In 1811, one Captain Williamson of the British East India Company arrived at the Anglo-Gorkha frontier, along the northern reaches of what is now Gorakhpur district. Williamson was tasked with demarcating the boundary between the two states. However, his arrival and subsequent inquiries caused some anxiety to the Gorkhali fauzdar (an official) in charge of law-and-order in the area. This official, Maniraj Bhaju, was mystified by Williamson's efforts to draw the boundary in a straight line without any reference to the status of the lands they cut through. This was particularly galling to Maniraj, because Williamson's line cut right through lands where he had recently planted rice! The fauzdar asked Williamson to take his claim to these lands into account and draw the boundary around them. Williamson, needless to say, found this request highly "irregular" and promptly denied it.

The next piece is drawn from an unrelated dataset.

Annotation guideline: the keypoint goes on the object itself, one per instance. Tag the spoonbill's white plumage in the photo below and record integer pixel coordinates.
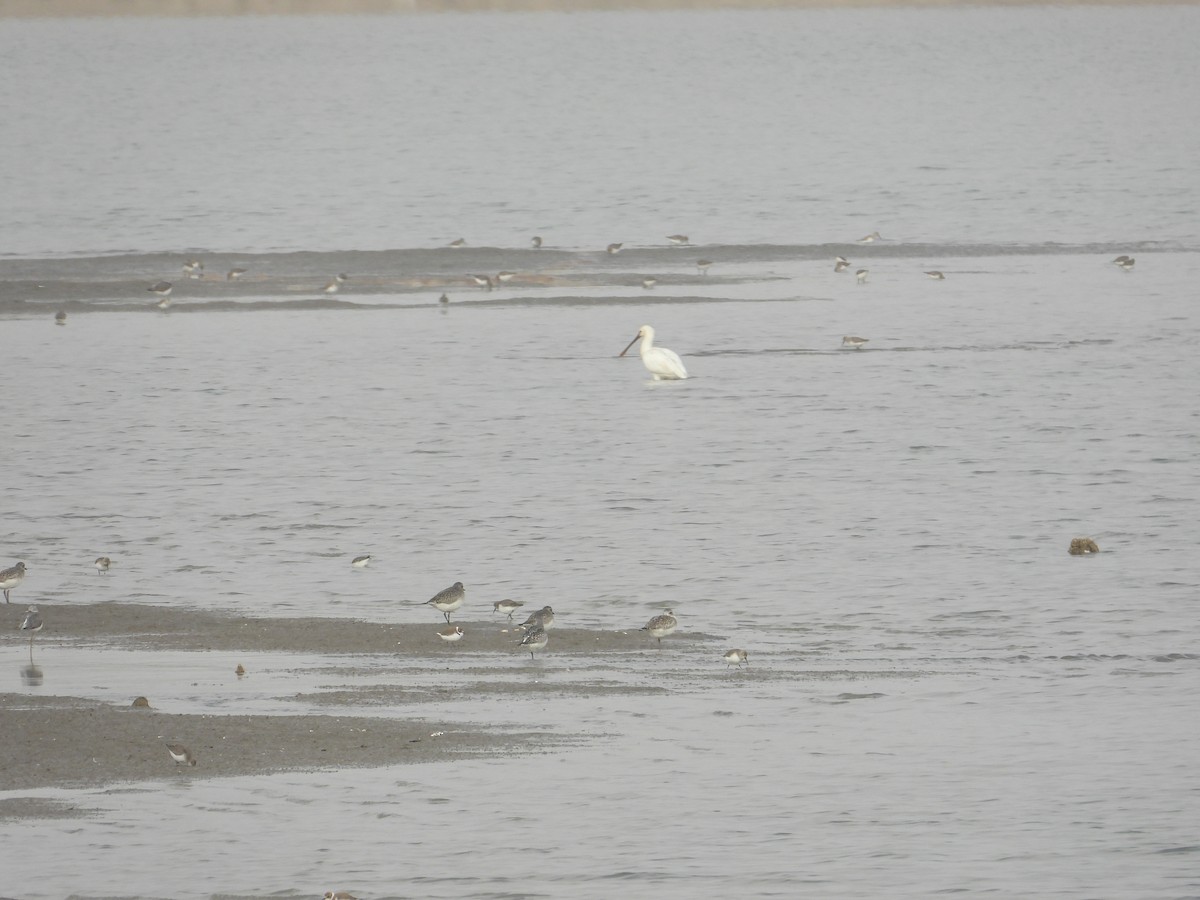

This encounter was just one episode in a series of territorial disputes that surfaced in the 18th century, when both states came to share a common frontier. These disputes would be exacerbated along the border districts of Gorakhpur and Champaran, lying in the present-day Indian states of Uttar Pradesh and Bihar (see Figure 1). Three years later, war broke out between the two states only to end with the defeat of the Gorkhalis in early 1816. The East India Company then formally demarcated the boundary separating its territories from Gorkha lying to its north. This time around, every effort was made to keep the line straight, pegged to masonry pillars. To this day, the line marks Nepal's southern boundary with India.

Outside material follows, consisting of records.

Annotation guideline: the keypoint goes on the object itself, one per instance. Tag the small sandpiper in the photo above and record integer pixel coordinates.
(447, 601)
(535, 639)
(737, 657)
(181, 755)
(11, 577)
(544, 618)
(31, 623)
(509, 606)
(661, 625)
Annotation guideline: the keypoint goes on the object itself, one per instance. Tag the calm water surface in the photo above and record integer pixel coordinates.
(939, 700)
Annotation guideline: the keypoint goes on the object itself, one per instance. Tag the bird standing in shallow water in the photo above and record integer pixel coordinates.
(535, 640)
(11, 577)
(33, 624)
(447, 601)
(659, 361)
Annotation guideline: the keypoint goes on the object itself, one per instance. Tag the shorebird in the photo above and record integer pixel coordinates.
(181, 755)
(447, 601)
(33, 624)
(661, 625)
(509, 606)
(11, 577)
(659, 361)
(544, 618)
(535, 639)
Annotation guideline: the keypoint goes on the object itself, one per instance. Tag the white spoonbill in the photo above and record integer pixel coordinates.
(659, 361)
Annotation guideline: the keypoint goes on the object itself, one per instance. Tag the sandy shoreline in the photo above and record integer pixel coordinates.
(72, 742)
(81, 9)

The historical sources pertaining to the war tell a larger story about how this frontier was imagined, constituted, and navigated by communities and kingdoms on the ground, before it became a modern boundary. At a time when Nepal-India relations are at one of their lowest, following a renewed dispute over territories in the western Himalaya, there is growing popular interest in the history of boundaries and mapmaking in the region. In this context, the Anglo-Gorkha conflict and its background are a useful reminder of how the fuzzy precolonial borderlands of Southasia evolved into the neat demarcations of modern-day nation states.